One starting point for knowing whether we are all at risk of becoming digital lemmings is to understand the true impact tech is having in changing our everyday lives. In the same week as ‘Storm Selfie’, Harvard Business Review published an articlesuggesting that we might have a firm grasp of the wrong end of the stick when it comes to our understanding of tech innovation. Specifically, Clayton Christensen, Michael Raynor and Rory McDonald set the record straight on Disruptive Innovation, a theory first proposed by Christensen in a 1995 HBR paper.

In this latest paper, we are replayed some of the principles that originally defined disruptive innovation and offered further observations that reinforce the idea of what it is, and crucially, what it isn’t.  There are a lot of factors at play but it essentially appears to boil down to two filters. Truly disruptive innovations either began life having served the ‘unserved’ end of a market (e.g. disrupting by putting innovation in the hands of those who gained no benefit from the incumbent players) or creating an entirely new market that turned non-consumers into consumers.

Everything else falls into the important but less revolutionary camp of ‘sustaining innovations’.

Controversially, Uber, a brand synonymous with the term disruption has been used as an example of what disruptive innovation isn’t. Having spent a number of years championing the smartphone market pre-iPhone, just as controversial to me was the idea of using Apple’s device as an example of what disruptive innovation is. However, I couldn’t deny that only after the iPhone’s arrival did we see a smartphone with the potential to disrupt the mainstream laptop market and bring mobile computing to the unserved.

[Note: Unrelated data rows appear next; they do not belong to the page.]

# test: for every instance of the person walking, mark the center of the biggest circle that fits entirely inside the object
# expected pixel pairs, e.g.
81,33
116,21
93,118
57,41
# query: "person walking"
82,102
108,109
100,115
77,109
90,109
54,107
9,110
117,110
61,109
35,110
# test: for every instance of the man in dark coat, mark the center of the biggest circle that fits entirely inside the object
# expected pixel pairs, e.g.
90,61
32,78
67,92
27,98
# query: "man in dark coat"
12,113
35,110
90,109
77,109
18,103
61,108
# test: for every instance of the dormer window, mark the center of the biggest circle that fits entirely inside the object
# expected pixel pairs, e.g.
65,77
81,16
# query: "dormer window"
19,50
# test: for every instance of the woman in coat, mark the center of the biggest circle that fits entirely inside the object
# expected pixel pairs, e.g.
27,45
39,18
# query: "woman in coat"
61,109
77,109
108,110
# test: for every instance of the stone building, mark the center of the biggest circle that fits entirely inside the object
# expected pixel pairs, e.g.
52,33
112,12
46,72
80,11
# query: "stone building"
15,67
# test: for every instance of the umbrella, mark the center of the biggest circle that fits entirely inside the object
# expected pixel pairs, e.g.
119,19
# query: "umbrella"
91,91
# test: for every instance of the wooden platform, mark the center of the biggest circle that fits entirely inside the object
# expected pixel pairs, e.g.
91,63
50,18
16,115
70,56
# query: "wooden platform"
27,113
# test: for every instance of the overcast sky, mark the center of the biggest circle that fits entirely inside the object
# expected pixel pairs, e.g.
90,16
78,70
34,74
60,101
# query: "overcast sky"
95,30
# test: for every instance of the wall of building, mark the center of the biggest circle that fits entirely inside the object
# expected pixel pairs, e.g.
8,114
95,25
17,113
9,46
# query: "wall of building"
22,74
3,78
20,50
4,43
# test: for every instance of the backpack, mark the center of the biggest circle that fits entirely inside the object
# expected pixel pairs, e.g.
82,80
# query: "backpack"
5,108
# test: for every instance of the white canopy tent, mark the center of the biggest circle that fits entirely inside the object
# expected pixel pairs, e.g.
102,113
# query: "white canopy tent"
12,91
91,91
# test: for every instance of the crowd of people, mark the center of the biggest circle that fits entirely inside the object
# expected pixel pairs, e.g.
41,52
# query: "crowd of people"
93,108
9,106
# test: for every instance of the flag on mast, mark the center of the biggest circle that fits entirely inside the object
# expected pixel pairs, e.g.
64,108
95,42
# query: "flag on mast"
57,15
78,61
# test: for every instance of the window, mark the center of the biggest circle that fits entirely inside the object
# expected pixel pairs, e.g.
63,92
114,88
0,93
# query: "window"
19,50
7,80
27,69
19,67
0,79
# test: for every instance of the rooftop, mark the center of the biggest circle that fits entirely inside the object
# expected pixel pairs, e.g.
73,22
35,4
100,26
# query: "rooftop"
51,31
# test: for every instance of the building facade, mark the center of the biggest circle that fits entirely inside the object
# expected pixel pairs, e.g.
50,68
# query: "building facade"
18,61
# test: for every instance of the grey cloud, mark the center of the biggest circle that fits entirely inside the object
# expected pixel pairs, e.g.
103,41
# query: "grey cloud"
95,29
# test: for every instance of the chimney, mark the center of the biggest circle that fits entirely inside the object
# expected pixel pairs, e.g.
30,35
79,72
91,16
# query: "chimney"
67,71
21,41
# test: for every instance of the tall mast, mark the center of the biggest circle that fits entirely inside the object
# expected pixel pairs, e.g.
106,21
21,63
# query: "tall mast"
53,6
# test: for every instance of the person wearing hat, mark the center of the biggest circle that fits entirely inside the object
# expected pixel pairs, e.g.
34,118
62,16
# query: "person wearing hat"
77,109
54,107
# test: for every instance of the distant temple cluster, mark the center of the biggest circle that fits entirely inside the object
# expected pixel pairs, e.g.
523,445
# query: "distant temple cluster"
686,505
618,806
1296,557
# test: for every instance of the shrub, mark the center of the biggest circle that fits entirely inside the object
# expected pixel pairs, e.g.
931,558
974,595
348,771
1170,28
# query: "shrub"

When you apply the lens of disruptive innovation theory it’s clear that very few of the changes we’ve experienced in the tech revolution are truly game changing. This is fine. Small things do make a big difference and without sustaining innovations there’d be a huge amount missing in our lives. So for the foreseeable future at least (discounting the emergence of Artificially Intelligent Robot Overlords), we are in the main likely to reject innovation that puts our lives at risk – it wouldn’t be very disruptive if it did.

Some care is needed in how firms articulate tech innovation. Edelman’s own research has shown how people are showing signs of resistance to being told they must live in a constant state of change. Nevertheless, losing the disruption mantra does not mean giving up some of the ideas that define it. For example, innovations that serve the unserved even if they don’t break into the mainstream aren’t necessarily a bad thing – People should hear and care about them.

In the meantime, Environment Agencies around the world can rest assured there won’t be a mass charge of selfie-stick wielding lemmings headed for the UK coastline.